Roger (Bob) Hickford, 71, of Maldon, Essex, has arthritis and had his first joint replacement - his right hip - 12 years ago.
Whenever he uses an airport, the metal in his body sets off the security alarms and he is taken to one side.
The embarrassment of the alarms and his "painful" wait in queues means he and his wife Rose no longer want to fly.
Mr Hickford, who has replacement joints in his hips, knees and shoulders, has even cancelled a flight to Australia to see their son in Adelaide.
The security alarms are triggered before every flight, he said.
"All the alarms go off and I get pulled to pieces."
When he explains how many joint replacements he has, some staff are suspicious, he said.
'Live with pain'
Foreign airports were especially embarrassing because of the language barrier.
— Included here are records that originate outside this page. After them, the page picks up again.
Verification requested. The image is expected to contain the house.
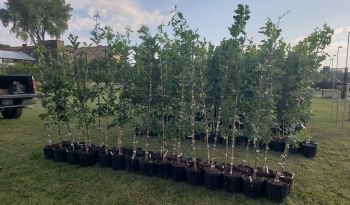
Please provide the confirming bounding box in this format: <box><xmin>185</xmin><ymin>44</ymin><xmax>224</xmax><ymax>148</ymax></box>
<box><xmin>0</xmin><ymin>50</ymin><xmax>35</xmax><ymax>66</ymax></box>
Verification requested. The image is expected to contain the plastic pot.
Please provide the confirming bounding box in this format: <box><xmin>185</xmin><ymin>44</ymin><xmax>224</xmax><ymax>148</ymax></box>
<box><xmin>53</xmin><ymin>147</ymin><xmax>67</xmax><ymax>162</ymax></box>
<box><xmin>186</xmin><ymin>166</ymin><xmax>203</xmax><ymax>186</ymax></box>
<box><xmin>67</xmin><ymin>149</ymin><xmax>80</xmax><ymax>165</ymax></box>
<box><xmin>236</xmin><ymin>165</ymin><xmax>254</xmax><ymax>174</ymax></box>
<box><xmin>235</xmin><ymin>135</ymin><xmax>248</xmax><ymax>146</ymax></box>
<box><xmin>139</xmin><ymin>157</ymin><xmax>157</xmax><ymax>177</ymax></box>
<box><xmin>156</xmin><ymin>160</ymin><xmax>171</xmax><ymax>179</ymax></box>
<box><xmin>242</xmin><ymin>174</ymin><xmax>265</xmax><ymax>198</ymax></box>
<box><xmin>269</xmin><ymin>138</ymin><xmax>286</xmax><ymax>152</ymax></box>
<box><xmin>256</xmin><ymin>167</ymin><xmax>276</xmax><ymax>178</ymax></box>
<box><xmin>125</xmin><ymin>155</ymin><xmax>139</xmax><ymax>172</ymax></box>
<box><xmin>203</xmin><ymin>168</ymin><xmax>224</xmax><ymax>190</ymax></box>
<box><xmin>301</xmin><ymin>141</ymin><xmax>317</xmax><ymax>158</ymax></box>
<box><xmin>43</xmin><ymin>145</ymin><xmax>55</xmax><ymax>160</ymax></box>
<box><xmin>79</xmin><ymin>149</ymin><xmax>96</xmax><ymax>167</ymax></box>
<box><xmin>171</xmin><ymin>162</ymin><xmax>187</xmax><ymax>182</ymax></box>
<box><xmin>280</xmin><ymin>172</ymin><xmax>294</xmax><ymax>192</ymax></box>
<box><xmin>266</xmin><ymin>179</ymin><xmax>289</xmax><ymax>203</ymax></box>
<box><xmin>98</xmin><ymin>150</ymin><xmax>112</xmax><ymax>167</ymax></box>
<box><xmin>111</xmin><ymin>153</ymin><xmax>125</xmax><ymax>170</ymax></box>
<box><xmin>223</xmin><ymin>169</ymin><xmax>243</xmax><ymax>193</ymax></box>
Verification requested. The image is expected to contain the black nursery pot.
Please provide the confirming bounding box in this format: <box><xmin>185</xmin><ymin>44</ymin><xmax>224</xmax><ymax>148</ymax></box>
<box><xmin>203</xmin><ymin>168</ymin><xmax>224</xmax><ymax>190</ymax></box>
<box><xmin>223</xmin><ymin>170</ymin><xmax>242</xmax><ymax>193</ymax></box>
<box><xmin>139</xmin><ymin>157</ymin><xmax>157</xmax><ymax>177</ymax></box>
<box><xmin>79</xmin><ymin>150</ymin><xmax>96</xmax><ymax>167</ymax></box>
<box><xmin>67</xmin><ymin>149</ymin><xmax>80</xmax><ymax>165</ymax></box>
<box><xmin>111</xmin><ymin>152</ymin><xmax>125</xmax><ymax>170</ymax></box>
<box><xmin>98</xmin><ymin>150</ymin><xmax>112</xmax><ymax>167</ymax></box>
<box><xmin>53</xmin><ymin>147</ymin><xmax>67</xmax><ymax>162</ymax></box>
<box><xmin>186</xmin><ymin>166</ymin><xmax>203</xmax><ymax>186</ymax></box>
<box><xmin>280</xmin><ymin>172</ymin><xmax>294</xmax><ymax>193</ymax></box>
<box><xmin>171</xmin><ymin>162</ymin><xmax>187</xmax><ymax>182</ymax></box>
<box><xmin>125</xmin><ymin>155</ymin><xmax>139</xmax><ymax>172</ymax></box>
<box><xmin>156</xmin><ymin>160</ymin><xmax>171</xmax><ymax>179</ymax></box>
<box><xmin>236</xmin><ymin>165</ymin><xmax>254</xmax><ymax>174</ymax></box>
<box><xmin>301</xmin><ymin>142</ymin><xmax>317</xmax><ymax>158</ymax></box>
<box><xmin>43</xmin><ymin>145</ymin><xmax>55</xmax><ymax>160</ymax></box>
<box><xmin>269</xmin><ymin>138</ymin><xmax>286</xmax><ymax>152</ymax></box>
<box><xmin>235</xmin><ymin>135</ymin><xmax>248</xmax><ymax>146</ymax></box>
<box><xmin>266</xmin><ymin>179</ymin><xmax>289</xmax><ymax>203</ymax></box>
<box><xmin>242</xmin><ymin>174</ymin><xmax>265</xmax><ymax>198</ymax></box>
<box><xmin>256</xmin><ymin>167</ymin><xmax>276</xmax><ymax>178</ymax></box>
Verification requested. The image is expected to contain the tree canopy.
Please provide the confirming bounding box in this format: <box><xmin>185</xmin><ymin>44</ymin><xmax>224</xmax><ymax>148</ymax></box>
<box><xmin>0</xmin><ymin>0</ymin><xmax>72</xmax><ymax>45</ymax></box>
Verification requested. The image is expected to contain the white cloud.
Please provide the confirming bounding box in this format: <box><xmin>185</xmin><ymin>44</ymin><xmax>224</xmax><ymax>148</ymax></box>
<box><xmin>0</xmin><ymin>0</ymin><xmax>170</xmax><ymax>45</ymax></box>
<box><xmin>293</xmin><ymin>36</ymin><xmax>307</xmax><ymax>43</ymax></box>
<box><xmin>67</xmin><ymin>0</ymin><xmax>169</xmax><ymax>31</ymax></box>
<box><xmin>334</xmin><ymin>27</ymin><xmax>345</xmax><ymax>35</ymax></box>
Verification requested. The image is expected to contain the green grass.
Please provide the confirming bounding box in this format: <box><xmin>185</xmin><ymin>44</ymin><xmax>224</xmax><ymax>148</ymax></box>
<box><xmin>0</xmin><ymin>98</ymin><xmax>350</xmax><ymax>204</ymax></box>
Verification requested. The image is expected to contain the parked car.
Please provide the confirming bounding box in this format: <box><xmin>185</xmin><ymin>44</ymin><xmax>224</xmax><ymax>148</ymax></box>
<box><xmin>0</xmin><ymin>75</ymin><xmax>37</xmax><ymax>119</ymax></box>
<box><xmin>314</xmin><ymin>79</ymin><xmax>344</xmax><ymax>91</ymax></box>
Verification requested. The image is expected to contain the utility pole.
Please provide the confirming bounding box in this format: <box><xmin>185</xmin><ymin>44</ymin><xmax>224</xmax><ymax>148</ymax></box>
<box><xmin>343</xmin><ymin>31</ymin><xmax>350</xmax><ymax>99</ymax></box>
<box><xmin>331</xmin><ymin>55</ymin><xmax>337</xmax><ymax>89</ymax></box>
<box><xmin>335</xmin><ymin>46</ymin><xmax>343</xmax><ymax>81</ymax></box>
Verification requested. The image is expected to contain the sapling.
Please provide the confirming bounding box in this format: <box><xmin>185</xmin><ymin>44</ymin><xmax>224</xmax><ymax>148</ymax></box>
<box><xmin>191</xmin><ymin>53</ymin><xmax>197</xmax><ymax>171</ymax></box>
<box><xmin>90</xmin><ymin>16</ymin><xmax>104</xmax><ymax>147</ymax></box>
<box><xmin>199</xmin><ymin>67</ymin><xmax>210</xmax><ymax>164</ymax></box>
<box><xmin>226</xmin><ymin>93</ymin><xmax>238</xmax><ymax>175</ymax></box>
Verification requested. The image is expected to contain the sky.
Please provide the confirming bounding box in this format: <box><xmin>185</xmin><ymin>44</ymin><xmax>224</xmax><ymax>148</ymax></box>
<box><xmin>0</xmin><ymin>0</ymin><xmax>350</xmax><ymax>68</ymax></box>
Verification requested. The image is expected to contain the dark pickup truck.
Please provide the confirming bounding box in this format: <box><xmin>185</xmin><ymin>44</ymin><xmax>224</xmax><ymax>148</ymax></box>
<box><xmin>314</xmin><ymin>80</ymin><xmax>350</xmax><ymax>91</ymax></box>
<box><xmin>0</xmin><ymin>75</ymin><xmax>37</xmax><ymax>119</ymax></box>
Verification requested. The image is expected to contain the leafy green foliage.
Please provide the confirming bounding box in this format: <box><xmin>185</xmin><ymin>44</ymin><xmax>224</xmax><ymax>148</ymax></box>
<box><xmin>0</xmin><ymin>0</ymin><xmax>72</xmax><ymax>45</ymax></box>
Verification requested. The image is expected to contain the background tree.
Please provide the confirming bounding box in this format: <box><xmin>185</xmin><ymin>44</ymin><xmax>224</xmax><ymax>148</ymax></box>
<box><xmin>0</xmin><ymin>0</ymin><xmax>72</xmax><ymax>45</ymax></box>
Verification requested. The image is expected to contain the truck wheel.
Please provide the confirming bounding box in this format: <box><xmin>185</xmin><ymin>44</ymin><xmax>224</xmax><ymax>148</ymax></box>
<box><xmin>1</xmin><ymin>108</ymin><xmax>22</xmax><ymax>119</ymax></box>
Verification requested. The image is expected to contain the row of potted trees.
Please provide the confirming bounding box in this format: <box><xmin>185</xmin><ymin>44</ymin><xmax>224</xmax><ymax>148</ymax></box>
<box><xmin>40</xmin><ymin>5</ymin><xmax>333</xmax><ymax>204</ymax></box>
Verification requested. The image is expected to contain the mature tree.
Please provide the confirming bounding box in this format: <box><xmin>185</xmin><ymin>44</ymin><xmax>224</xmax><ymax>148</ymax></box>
<box><xmin>0</xmin><ymin>0</ymin><xmax>72</xmax><ymax>45</ymax></box>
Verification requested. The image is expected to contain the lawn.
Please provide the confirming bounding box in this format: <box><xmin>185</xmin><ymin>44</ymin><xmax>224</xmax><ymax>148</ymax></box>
<box><xmin>0</xmin><ymin>97</ymin><xmax>350</xmax><ymax>204</ymax></box>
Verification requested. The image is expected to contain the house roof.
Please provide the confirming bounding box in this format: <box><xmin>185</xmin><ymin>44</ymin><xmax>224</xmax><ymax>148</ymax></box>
<box><xmin>0</xmin><ymin>50</ymin><xmax>35</xmax><ymax>61</ymax></box>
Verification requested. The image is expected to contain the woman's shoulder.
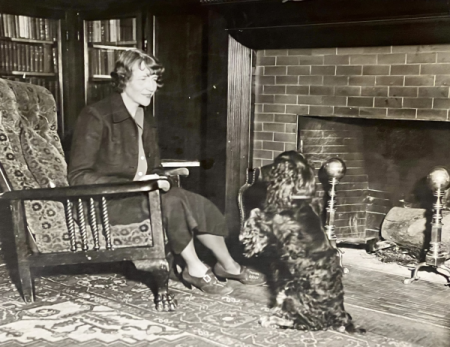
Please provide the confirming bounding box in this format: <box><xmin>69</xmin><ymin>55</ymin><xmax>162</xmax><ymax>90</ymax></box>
<box><xmin>82</xmin><ymin>93</ymin><xmax>123</xmax><ymax>118</ymax></box>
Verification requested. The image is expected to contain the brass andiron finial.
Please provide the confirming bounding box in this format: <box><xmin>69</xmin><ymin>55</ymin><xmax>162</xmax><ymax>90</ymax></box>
<box><xmin>403</xmin><ymin>167</ymin><xmax>450</xmax><ymax>285</ymax></box>
<box><xmin>323</xmin><ymin>158</ymin><xmax>348</xmax><ymax>273</ymax></box>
Mr Hickford told how in Turkey - a country of which he and his wife are particularly fond - he would often end up patting his shoulders, hips and knees in an attempt to explain why he was setting off the alarms.
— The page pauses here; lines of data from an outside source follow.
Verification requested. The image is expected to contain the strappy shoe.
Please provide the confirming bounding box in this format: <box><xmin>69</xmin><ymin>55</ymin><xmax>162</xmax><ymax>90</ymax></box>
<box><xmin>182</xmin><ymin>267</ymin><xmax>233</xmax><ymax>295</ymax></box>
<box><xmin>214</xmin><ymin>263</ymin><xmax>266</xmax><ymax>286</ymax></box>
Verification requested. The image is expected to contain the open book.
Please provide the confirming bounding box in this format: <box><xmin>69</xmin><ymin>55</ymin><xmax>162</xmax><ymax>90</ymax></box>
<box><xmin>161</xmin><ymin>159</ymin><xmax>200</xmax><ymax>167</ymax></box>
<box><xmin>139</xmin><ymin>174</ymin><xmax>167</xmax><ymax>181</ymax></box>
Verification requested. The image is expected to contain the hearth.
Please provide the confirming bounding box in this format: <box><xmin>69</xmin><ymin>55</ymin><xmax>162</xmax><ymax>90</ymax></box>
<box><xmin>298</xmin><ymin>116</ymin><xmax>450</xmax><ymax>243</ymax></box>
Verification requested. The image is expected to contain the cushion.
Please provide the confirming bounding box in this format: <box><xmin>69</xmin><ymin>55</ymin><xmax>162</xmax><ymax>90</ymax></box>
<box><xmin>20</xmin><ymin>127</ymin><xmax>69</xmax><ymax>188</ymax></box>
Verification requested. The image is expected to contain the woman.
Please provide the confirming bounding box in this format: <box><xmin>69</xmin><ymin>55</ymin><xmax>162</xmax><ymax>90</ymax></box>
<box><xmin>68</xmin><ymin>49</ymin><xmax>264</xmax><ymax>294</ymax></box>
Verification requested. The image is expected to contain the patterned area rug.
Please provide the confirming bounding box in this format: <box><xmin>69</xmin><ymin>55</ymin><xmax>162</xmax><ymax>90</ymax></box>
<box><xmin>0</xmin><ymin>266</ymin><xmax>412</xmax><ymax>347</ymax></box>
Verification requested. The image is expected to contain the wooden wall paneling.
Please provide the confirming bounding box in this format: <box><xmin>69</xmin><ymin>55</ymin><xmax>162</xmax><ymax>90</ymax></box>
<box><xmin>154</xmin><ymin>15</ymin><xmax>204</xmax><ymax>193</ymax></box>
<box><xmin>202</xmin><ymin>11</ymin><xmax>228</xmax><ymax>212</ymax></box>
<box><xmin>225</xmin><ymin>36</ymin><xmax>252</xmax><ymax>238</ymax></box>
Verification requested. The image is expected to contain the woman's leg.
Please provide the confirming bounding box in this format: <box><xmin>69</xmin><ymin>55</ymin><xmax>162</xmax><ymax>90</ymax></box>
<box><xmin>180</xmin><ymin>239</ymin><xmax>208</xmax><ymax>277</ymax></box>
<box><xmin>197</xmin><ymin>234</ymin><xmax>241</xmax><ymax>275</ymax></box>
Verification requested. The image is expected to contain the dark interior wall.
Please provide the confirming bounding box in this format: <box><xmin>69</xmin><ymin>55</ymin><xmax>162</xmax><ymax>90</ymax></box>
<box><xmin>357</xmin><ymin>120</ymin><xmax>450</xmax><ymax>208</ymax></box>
"Everybody looks at me. They are are asking 'what's wrong with him then?' but nothing looks wrong with me.
"I'm in round-the-clock pain, but I don't give that away as I've learned to live with pain."
Instead, he now plans to have his holidays in the UK. Most recently, he went to Great Yarmouth.
A spokeswoman for Stansted Airport said only certain types of implants set off alarms.
She advised people such as Mr Hickford to carry a medical note about their metal implants if they expected to be stopped.
She said airport security guidelines were set centrally by the Department for Transport.